In short: AT&T expanded the availability of its 5G Evolution network to 99 new markets across the United States, the company said earlier this week. The chart-map combo below lists all cities whose residents now have access to what's essentially a 4G LTE network, albeit designed in a way that will facilitate the eventual 5G upgrade AT&T is planning to perform. Thirteen devices sold by AT&T can currently communicate with the firm's latest network tech, with the best sellers on that list being the Samsung Galaxy S8, Galaxy S9, LG V30, V35 ThinQ, Motorola Z2 Force Edition, and the Netgear Nighthawk Mobile Router. The incoming LG V40 ThinQ will be able to leverage the technology as well.
Background: AT&T faced significant criticism due to its decision to advertise the new network as a "5G" affair given how the service is based on existing 4G LTE standards. The carrier remains adamant that moniker is self-explanatory and clearly points to the fact that the network in question has been designed with 5G upgrades in mind. AT&T is expected to win the mobile 5G race in the United States by launching an experimental wireless service across twelve cities later this year.
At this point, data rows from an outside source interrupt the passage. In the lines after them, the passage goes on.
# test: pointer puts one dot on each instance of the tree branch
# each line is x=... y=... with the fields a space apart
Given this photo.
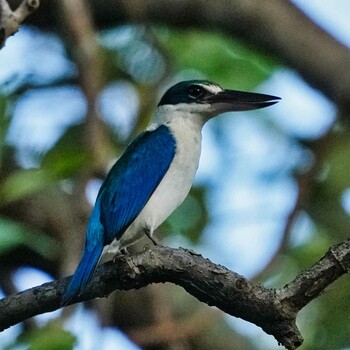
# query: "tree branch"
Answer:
x=274 y=310
x=277 y=27
x=11 y=20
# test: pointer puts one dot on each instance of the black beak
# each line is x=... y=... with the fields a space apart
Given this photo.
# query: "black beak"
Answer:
x=231 y=100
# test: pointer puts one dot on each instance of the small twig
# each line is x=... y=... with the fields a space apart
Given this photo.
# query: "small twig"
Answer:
x=11 y=20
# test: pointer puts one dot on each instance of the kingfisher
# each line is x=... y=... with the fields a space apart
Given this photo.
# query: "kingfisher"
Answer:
x=155 y=173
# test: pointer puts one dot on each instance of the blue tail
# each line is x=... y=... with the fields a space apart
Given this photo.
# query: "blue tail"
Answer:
x=83 y=273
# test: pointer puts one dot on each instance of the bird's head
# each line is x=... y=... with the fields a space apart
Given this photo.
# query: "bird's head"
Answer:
x=205 y=99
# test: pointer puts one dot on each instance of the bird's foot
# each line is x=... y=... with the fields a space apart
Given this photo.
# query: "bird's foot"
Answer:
x=148 y=233
x=120 y=253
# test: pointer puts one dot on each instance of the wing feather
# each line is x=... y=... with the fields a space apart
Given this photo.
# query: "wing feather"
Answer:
x=133 y=179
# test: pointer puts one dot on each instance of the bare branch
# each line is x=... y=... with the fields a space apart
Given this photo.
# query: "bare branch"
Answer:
x=11 y=20
x=273 y=310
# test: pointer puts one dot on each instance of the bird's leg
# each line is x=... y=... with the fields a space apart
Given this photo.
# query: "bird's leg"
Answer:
x=148 y=233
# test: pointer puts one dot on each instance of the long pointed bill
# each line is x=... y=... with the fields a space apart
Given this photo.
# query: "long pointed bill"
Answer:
x=231 y=100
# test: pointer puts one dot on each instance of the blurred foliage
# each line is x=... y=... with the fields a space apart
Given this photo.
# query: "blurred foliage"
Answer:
x=49 y=337
x=149 y=60
x=216 y=57
x=13 y=234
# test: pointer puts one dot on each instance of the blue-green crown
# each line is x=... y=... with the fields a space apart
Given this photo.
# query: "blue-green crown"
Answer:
x=190 y=91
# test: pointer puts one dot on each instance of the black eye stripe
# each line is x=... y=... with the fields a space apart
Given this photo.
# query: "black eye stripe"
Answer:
x=195 y=91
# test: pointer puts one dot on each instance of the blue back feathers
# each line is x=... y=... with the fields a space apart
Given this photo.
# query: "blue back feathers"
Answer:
x=124 y=193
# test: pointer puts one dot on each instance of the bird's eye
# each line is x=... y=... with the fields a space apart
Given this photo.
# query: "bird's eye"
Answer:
x=195 y=91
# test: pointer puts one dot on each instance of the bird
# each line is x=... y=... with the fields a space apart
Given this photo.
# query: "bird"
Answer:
x=155 y=173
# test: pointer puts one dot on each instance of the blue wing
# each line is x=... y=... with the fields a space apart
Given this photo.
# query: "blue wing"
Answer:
x=123 y=195
x=133 y=179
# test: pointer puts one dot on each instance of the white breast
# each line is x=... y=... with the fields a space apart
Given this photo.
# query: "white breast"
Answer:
x=176 y=183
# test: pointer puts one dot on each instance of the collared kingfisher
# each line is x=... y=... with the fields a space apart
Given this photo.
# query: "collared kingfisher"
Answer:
x=155 y=173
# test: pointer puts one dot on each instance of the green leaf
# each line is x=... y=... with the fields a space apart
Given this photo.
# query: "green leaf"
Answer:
x=218 y=57
x=13 y=234
x=191 y=217
x=49 y=337
x=23 y=183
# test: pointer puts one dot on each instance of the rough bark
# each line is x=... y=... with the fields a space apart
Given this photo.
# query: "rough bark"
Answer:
x=274 y=310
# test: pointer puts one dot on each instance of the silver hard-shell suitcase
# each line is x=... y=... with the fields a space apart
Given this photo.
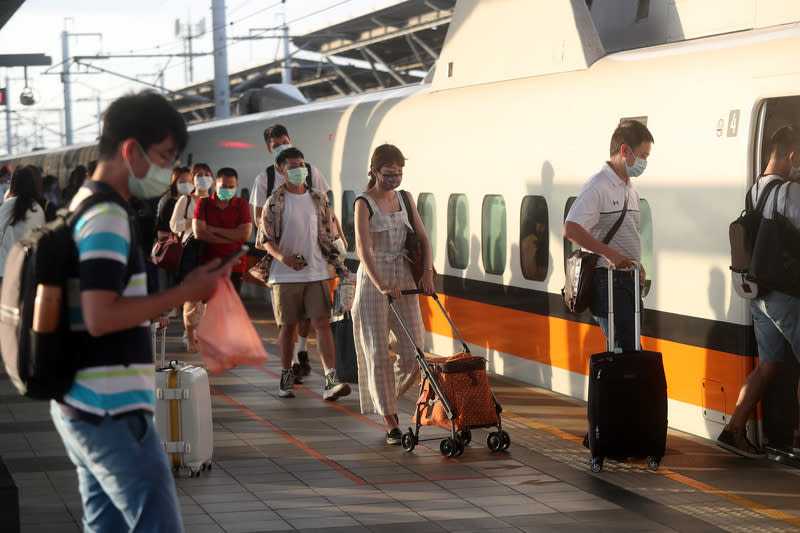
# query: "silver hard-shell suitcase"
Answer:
x=183 y=412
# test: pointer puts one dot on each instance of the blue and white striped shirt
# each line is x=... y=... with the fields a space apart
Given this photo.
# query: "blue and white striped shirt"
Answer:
x=116 y=372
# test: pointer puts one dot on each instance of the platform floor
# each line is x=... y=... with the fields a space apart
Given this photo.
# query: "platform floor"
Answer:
x=302 y=464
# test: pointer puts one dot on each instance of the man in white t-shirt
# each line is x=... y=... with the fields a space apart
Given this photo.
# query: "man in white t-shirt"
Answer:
x=276 y=138
x=599 y=205
x=296 y=229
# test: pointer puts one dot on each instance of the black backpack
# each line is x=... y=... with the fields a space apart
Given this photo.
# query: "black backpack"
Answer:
x=43 y=365
x=742 y=233
x=271 y=178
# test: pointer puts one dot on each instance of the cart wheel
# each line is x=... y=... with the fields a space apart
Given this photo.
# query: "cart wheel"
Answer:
x=505 y=440
x=459 y=448
x=408 y=441
x=494 y=441
x=448 y=447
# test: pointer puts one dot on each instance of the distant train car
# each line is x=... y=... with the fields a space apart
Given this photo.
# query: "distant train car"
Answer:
x=495 y=165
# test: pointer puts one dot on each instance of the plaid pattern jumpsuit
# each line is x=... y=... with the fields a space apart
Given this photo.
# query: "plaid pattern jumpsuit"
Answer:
x=385 y=372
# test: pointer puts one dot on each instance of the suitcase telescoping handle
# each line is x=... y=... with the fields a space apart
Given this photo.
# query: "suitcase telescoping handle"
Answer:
x=637 y=296
x=444 y=312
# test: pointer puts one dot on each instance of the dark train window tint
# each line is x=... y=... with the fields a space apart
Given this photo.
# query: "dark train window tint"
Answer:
x=426 y=205
x=569 y=247
x=349 y=219
x=493 y=234
x=534 y=238
x=458 y=231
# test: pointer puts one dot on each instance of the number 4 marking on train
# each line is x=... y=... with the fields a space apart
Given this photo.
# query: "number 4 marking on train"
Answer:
x=733 y=123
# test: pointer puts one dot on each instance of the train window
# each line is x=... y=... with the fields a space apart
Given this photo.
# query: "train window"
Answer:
x=349 y=219
x=458 y=231
x=646 y=231
x=426 y=205
x=493 y=234
x=569 y=246
x=534 y=238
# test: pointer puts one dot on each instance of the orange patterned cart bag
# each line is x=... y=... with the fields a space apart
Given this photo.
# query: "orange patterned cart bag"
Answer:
x=463 y=380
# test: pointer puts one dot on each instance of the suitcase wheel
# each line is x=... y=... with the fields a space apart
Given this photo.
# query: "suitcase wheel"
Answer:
x=464 y=435
x=408 y=441
x=451 y=447
x=495 y=441
x=506 y=440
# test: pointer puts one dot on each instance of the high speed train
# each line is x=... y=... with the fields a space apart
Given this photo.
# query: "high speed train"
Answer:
x=499 y=144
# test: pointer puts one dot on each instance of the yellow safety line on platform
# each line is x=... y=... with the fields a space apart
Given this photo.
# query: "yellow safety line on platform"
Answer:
x=675 y=476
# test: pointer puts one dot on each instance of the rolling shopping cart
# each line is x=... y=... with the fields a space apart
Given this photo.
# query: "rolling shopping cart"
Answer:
x=455 y=395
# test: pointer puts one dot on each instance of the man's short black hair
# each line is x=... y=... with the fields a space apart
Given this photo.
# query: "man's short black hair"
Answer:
x=784 y=140
x=275 y=131
x=147 y=117
x=630 y=132
x=227 y=172
x=289 y=153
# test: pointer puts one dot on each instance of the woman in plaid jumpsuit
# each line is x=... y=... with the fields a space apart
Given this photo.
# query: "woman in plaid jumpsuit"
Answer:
x=381 y=226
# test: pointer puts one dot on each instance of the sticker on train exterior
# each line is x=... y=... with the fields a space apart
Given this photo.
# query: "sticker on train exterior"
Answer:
x=733 y=123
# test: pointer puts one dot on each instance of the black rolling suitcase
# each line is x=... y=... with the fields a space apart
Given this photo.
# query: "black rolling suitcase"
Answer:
x=344 y=342
x=627 y=406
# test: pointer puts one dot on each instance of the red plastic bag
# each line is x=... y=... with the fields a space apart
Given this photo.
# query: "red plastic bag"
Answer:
x=226 y=335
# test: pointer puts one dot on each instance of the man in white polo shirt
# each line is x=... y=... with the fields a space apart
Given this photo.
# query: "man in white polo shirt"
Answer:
x=599 y=205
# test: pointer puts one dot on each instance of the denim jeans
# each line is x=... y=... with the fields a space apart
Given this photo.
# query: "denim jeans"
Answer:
x=123 y=474
x=776 y=316
x=624 y=325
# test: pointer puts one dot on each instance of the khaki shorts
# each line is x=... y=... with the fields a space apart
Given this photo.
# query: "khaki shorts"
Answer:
x=293 y=303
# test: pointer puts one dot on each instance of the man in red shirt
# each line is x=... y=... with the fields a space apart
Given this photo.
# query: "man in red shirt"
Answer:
x=223 y=222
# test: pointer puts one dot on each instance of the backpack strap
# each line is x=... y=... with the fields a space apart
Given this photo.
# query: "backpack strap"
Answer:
x=270 y=179
x=762 y=197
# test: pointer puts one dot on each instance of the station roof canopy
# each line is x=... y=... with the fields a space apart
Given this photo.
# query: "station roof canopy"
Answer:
x=8 y=8
x=387 y=47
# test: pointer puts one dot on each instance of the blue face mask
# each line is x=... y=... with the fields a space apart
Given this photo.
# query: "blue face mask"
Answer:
x=296 y=176
x=638 y=166
x=226 y=194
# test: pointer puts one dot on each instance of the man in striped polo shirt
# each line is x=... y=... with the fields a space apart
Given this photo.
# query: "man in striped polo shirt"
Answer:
x=596 y=209
x=106 y=418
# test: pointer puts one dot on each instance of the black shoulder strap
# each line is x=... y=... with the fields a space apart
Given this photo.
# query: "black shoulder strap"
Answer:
x=270 y=179
x=406 y=200
x=762 y=197
x=366 y=202
x=618 y=223
x=308 y=176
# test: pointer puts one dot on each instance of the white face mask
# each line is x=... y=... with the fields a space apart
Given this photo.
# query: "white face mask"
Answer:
x=153 y=184
x=638 y=166
x=185 y=188
x=278 y=149
x=204 y=182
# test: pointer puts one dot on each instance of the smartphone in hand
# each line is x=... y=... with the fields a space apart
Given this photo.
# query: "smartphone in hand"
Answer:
x=233 y=256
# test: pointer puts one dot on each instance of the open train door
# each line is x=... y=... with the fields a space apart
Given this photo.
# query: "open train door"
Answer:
x=779 y=403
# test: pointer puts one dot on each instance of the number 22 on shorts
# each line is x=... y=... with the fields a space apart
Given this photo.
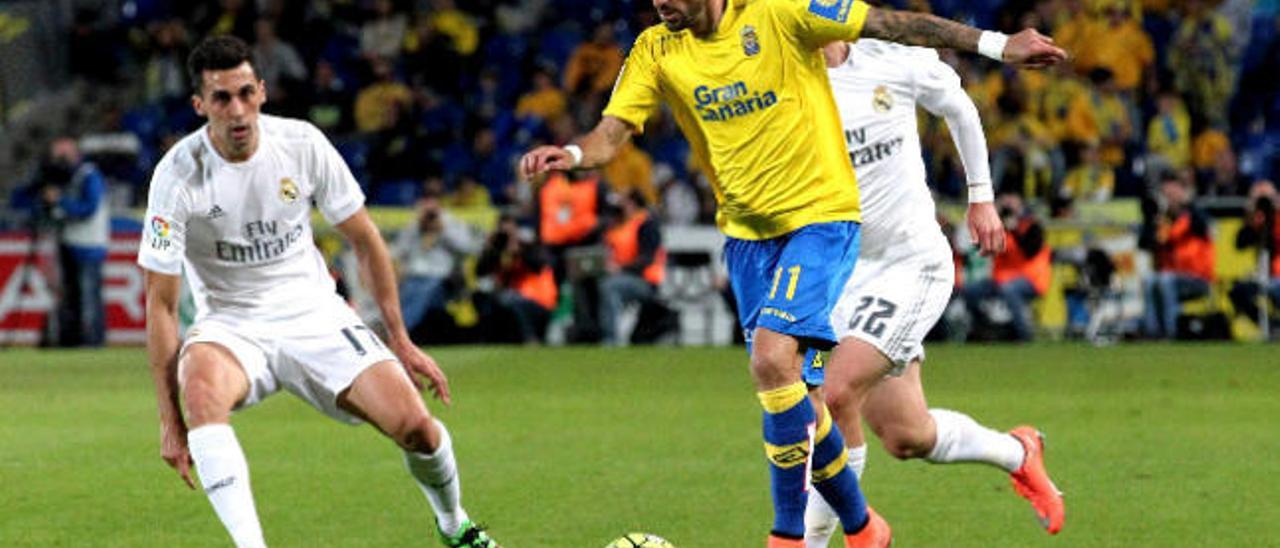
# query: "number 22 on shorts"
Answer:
x=791 y=284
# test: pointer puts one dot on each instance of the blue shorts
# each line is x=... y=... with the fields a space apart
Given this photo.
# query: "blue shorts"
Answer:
x=790 y=284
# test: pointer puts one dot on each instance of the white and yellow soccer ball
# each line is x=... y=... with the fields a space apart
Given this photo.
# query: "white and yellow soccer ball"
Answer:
x=640 y=540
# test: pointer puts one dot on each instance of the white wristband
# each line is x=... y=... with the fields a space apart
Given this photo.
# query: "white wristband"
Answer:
x=981 y=191
x=992 y=45
x=576 y=151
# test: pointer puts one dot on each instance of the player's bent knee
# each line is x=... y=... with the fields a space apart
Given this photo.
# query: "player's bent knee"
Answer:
x=211 y=384
x=416 y=432
x=205 y=401
x=905 y=443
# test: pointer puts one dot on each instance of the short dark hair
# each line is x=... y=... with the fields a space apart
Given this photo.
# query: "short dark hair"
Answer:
x=216 y=53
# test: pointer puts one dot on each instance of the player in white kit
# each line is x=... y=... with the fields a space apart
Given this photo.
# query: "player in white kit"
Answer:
x=229 y=209
x=905 y=273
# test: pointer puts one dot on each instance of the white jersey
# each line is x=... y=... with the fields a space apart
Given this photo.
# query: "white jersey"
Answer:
x=241 y=232
x=877 y=90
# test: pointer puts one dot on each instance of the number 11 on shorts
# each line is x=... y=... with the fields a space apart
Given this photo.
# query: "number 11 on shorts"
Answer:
x=791 y=284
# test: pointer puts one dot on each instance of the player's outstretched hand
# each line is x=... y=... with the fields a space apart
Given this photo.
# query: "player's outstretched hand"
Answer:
x=173 y=450
x=1031 y=49
x=417 y=362
x=986 y=228
x=544 y=159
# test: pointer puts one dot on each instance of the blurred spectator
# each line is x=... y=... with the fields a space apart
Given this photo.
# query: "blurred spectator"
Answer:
x=452 y=22
x=383 y=33
x=1207 y=145
x=277 y=62
x=71 y=195
x=1020 y=274
x=429 y=252
x=635 y=266
x=492 y=167
x=1224 y=178
x=1202 y=60
x=594 y=65
x=1260 y=219
x=1091 y=181
x=525 y=287
x=570 y=213
x=167 y=64
x=1119 y=44
x=379 y=104
x=544 y=101
x=469 y=195
x=1022 y=147
x=1169 y=135
x=592 y=71
x=1176 y=233
x=228 y=17
x=430 y=59
x=94 y=50
x=631 y=170
x=329 y=100
x=1100 y=115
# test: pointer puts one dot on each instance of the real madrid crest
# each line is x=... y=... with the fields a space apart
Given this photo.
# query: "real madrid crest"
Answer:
x=750 y=42
x=288 y=190
x=881 y=99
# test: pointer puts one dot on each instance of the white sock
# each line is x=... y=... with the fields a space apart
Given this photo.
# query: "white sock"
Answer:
x=224 y=475
x=819 y=517
x=961 y=439
x=437 y=475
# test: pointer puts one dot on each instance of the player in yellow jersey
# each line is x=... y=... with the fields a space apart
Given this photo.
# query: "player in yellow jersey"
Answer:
x=748 y=86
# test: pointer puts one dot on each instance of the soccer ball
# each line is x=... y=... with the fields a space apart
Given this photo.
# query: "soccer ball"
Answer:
x=640 y=540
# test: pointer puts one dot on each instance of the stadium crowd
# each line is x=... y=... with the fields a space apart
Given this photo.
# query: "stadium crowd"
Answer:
x=1168 y=105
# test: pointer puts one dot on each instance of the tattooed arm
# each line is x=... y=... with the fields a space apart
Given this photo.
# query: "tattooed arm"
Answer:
x=919 y=30
x=1027 y=48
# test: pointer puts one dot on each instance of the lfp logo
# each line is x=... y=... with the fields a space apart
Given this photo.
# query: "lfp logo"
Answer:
x=160 y=232
x=159 y=227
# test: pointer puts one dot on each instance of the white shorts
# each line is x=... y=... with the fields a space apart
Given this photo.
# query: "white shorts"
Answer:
x=891 y=302
x=315 y=354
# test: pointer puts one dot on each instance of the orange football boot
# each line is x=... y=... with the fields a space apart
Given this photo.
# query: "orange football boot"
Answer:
x=874 y=534
x=782 y=542
x=1032 y=482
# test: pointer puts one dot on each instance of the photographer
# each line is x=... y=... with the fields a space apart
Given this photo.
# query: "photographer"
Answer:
x=429 y=252
x=69 y=196
x=1260 y=219
x=1176 y=234
x=524 y=287
x=1022 y=273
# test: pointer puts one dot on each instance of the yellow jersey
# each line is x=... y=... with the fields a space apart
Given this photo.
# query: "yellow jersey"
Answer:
x=754 y=103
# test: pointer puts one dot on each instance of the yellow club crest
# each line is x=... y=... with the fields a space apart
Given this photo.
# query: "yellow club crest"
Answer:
x=288 y=191
x=882 y=101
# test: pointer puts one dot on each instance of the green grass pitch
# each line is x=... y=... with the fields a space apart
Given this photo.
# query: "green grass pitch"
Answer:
x=1153 y=446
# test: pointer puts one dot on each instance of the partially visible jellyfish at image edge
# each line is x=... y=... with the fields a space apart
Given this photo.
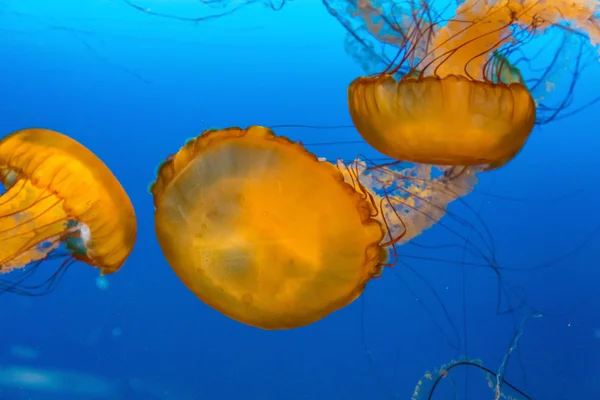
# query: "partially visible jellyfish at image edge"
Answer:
x=466 y=89
x=58 y=202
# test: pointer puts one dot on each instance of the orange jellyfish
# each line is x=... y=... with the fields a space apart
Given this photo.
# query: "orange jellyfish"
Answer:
x=266 y=233
x=59 y=201
x=450 y=94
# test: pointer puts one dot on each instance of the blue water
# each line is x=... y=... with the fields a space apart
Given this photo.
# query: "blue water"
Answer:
x=133 y=87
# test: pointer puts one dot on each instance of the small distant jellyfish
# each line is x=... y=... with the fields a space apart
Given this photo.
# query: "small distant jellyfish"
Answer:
x=449 y=93
x=264 y=232
x=59 y=201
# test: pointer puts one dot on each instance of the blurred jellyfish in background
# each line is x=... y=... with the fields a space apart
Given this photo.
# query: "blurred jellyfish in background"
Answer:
x=468 y=88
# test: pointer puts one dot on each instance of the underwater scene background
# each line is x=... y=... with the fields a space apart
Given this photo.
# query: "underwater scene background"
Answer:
x=133 y=86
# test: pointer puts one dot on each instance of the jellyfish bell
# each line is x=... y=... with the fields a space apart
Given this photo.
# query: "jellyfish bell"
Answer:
x=260 y=230
x=59 y=201
x=266 y=233
x=450 y=94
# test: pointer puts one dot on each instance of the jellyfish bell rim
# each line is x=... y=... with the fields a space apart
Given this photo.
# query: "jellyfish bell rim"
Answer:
x=228 y=302
x=379 y=104
x=61 y=154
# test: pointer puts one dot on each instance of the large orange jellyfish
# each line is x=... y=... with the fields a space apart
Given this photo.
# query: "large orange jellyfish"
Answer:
x=59 y=200
x=269 y=235
x=449 y=94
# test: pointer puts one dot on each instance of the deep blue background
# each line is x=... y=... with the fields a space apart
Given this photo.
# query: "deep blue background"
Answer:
x=133 y=87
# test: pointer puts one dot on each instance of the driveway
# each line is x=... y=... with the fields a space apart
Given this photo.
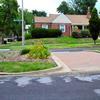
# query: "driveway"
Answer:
x=80 y=61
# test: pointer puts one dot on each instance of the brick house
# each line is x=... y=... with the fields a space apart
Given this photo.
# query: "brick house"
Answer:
x=66 y=23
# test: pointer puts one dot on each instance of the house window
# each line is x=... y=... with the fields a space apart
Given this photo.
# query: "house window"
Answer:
x=62 y=28
x=45 y=26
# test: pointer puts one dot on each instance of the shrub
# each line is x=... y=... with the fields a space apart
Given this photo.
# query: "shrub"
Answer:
x=85 y=33
x=25 y=51
x=45 y=33
x=28 y=36
x=76 y=34
x=39 y=51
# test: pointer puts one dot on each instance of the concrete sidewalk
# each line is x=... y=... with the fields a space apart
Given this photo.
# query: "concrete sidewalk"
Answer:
x=83 y=61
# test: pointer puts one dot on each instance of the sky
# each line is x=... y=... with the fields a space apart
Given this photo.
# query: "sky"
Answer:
x=48 y=6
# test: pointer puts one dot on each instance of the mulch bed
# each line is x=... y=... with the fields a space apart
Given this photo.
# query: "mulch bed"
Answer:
x=14 y=56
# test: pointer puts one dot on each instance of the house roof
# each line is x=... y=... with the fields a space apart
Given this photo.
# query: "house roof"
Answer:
x=56 y=18
x=62 y=19
x=78 y=19
x=46 y=19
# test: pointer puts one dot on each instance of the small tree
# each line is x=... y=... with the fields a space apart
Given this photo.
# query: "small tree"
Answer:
x=94 y=25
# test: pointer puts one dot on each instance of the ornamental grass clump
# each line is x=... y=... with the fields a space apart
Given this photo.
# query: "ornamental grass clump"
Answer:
x=39 y=51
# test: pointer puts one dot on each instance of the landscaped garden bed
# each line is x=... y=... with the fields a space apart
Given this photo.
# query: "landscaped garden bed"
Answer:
x=14 y=61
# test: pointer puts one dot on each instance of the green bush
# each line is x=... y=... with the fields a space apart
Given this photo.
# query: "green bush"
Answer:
x=25 y=51
x=76 y=34
x=45 y=33
x=39 y=51
x=28 y=36
x=85 y=33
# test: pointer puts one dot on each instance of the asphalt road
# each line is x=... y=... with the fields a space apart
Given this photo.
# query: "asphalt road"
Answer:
x=62 y=87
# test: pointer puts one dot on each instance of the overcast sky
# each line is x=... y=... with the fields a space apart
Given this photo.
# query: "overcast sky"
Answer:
x=49 y=6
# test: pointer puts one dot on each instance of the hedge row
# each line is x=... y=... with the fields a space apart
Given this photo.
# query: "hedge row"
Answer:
x=45 y=33
x=82 y=34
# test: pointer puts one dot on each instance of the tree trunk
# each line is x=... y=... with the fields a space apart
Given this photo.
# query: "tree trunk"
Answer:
x=94 y=42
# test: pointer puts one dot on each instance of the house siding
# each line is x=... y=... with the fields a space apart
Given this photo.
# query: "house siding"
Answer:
x=56 y=26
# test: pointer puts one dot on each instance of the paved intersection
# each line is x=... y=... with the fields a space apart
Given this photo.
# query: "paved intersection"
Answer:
x=61 y=87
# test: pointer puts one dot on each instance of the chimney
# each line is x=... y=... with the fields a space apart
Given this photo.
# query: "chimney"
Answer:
x=88 y=13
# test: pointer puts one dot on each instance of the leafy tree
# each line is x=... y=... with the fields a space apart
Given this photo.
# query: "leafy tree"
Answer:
x=8 y=12
x=76 y=6
x=28 y=16
x=94 y=25
x=39 y=13
x=81 y=6
x=65 y=8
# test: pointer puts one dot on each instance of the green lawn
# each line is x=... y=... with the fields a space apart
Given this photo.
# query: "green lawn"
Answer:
x=54 y=43
x=24 y=66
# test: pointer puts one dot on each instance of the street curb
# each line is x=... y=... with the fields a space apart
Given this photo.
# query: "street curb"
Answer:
x=40 y=72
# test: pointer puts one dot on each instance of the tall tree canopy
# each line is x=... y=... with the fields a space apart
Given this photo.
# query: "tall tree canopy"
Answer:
x=65 y=8
x=94 y=24
x=76 y=6
x=28 y=16
x=39 y=13
x=8 y=12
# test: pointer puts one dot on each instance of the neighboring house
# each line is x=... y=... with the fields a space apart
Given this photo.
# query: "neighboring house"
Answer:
x=66 y=23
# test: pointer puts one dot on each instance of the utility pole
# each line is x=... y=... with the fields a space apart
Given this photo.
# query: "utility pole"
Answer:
x=23 y=33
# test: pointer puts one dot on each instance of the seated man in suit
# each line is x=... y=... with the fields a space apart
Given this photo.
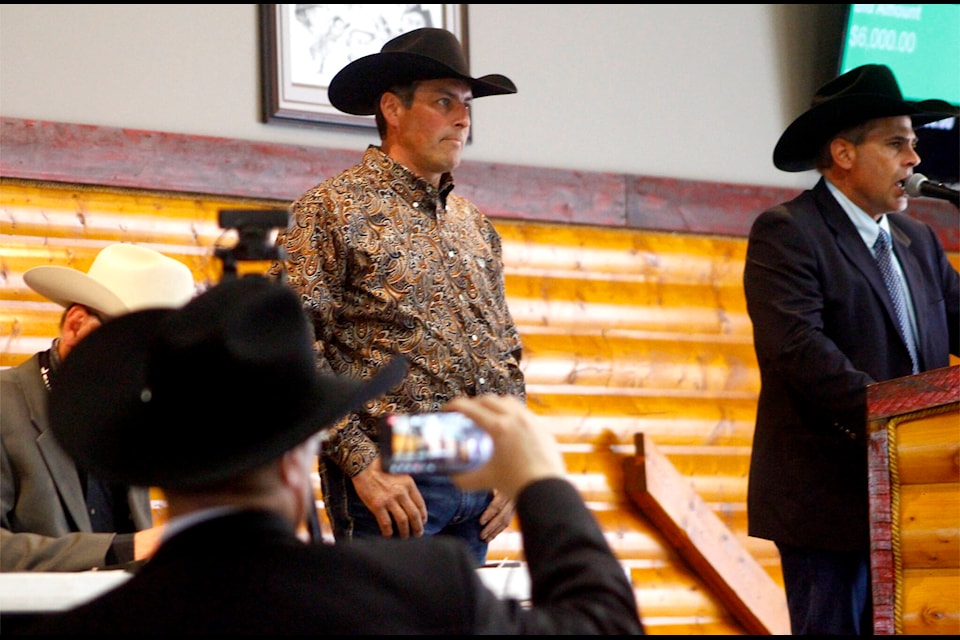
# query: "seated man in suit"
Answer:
x=54 y=515
x=222 y=406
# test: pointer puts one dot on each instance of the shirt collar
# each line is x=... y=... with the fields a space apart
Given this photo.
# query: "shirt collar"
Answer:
x=867 y=227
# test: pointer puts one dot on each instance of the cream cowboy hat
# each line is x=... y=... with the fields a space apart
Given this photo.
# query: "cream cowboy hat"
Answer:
x=123 y=278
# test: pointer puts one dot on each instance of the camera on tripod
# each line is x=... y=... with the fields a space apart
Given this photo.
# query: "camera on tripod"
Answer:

While Verizon is technically already offering a commercial 5G solution since Monday, its service is a fixed wireless access affair, meaning it's a broadband alternative and not a new cellular network. Likewise, as it's based on proprietary standards, Verizon's 5G Home network is hardly scalable and won't be the basis for the firm's mobile 5G network scheduled to start rolling out next year, relying on non-standalone standards from the 3GPP.
Impact: Despite criticism about misleading marketing, the expansion of 5G Evolution suggests AT&T remains on course to offer the first cellular 5G service in the U.S. While early adopters will have to rely on "pucks" — hotspots — to communicate with the network this fall, the first 5G-enabled Android smartphones are set to launch in the country early next year and should allow consumers to take full advantage of AT&T's latest wireless advancements.